Le grand déballage de télégrammes diplomatiques de WikiLeaks a levé le voile sur les bruits de couloirs des disputes diplomatiques et autres noms d’oiseaux utilisés par l’administration américaine. Mais il a également révélé des comportements pour le moins condamnables de la part du gouvernement américain et de prestataires de service armés. Dans cette dernière catégorie, The Guardian rapporte les inquiétudes du gouvernement afghan concernant les agissements des employés de DynCorp. Cette entreprise de sécurité privée dont le siège social est près de Washington et qui s’occupe notamment de recruter des policiers afghans est accusée d’avoir organisé une fête pour des nouvelles recrues avec bien plus que de simples confiseries et des sodas.

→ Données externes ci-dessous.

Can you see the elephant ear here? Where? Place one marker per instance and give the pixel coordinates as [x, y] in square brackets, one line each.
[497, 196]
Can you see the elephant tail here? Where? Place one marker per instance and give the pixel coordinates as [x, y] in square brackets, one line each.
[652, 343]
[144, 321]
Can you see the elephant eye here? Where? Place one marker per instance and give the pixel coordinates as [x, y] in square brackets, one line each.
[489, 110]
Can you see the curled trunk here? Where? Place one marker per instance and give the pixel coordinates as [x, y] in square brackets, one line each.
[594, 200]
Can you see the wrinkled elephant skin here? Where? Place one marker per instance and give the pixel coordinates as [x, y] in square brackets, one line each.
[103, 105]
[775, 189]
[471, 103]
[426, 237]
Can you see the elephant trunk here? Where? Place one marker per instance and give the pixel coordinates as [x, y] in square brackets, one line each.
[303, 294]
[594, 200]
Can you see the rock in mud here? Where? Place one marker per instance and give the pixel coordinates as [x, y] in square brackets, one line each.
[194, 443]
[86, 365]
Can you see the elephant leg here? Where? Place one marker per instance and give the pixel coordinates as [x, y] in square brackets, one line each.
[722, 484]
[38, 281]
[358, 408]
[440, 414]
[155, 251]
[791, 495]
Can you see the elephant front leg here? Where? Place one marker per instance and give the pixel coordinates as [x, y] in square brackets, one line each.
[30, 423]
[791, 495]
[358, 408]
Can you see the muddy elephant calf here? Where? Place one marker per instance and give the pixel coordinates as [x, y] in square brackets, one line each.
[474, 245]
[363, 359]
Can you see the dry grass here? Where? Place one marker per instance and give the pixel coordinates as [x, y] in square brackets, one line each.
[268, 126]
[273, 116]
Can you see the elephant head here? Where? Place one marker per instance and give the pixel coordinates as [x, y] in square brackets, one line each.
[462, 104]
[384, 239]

Selon Houston Press, il s’agissait d’une fête de bacha bazi [«jeu de garçons»], qui consiste à faire danser «de manière séductrice et devant une salle enfumée pleine d'hommes plus âgés et libidineux» des garçons de 8 à 15 ans habillés en femme. Après la danse, «leurs services sont mis aux enchères». Le documentaire ci-dessous, qui a été diffusé à la télévision aux Etats-Unis, au Royaume-Uni et en France sur France 5, a enquêté sur la pratique (il ne s’agit que de la première partie sur deux, l'autre est sur YouTube).
Le département d’Etat qualifie les bacha bazi de «forme de viol masculin culturellement accepté et très répandu»; apparemment, DynCorp considère ces fêtes comme une tactique de recrutement. Le gouvernement américain a été mis au courant des fêtes quand des responsables afghans ont entendu parler d’un journaliste qui enquêtait sur de telles pratiques. Un télégramme du 29 juin 2009 relate la rencontre entre le vice-ambassadeur américain Joseph Mussomeli et le ministre de l’Intérieur afghan Hanif Atmar, au cours de laquelle ce dernier a fait part de son inquiétude quant à la fête organisée par des Américains.
L'ambassade a conseillé aux Afghans de ne pas s’inquiéter, et pour cause. Quand le Washington Post a sorti l’information en juillet 2009, les bacha bazi étaient déjà devenus une question de «gestion discutable» dans laquelle des employés de DynCorp «ont loué les services d’un adolescent pour effectuer des danses tribales lors d’une fête de départ de l’entreprise et ont filmé la scène». Le porte-parole de l’entreprise déclarait alors: «Ne confondez pas une faute professionnelle individuelle avec un échec dans la réponse de l’entreprise».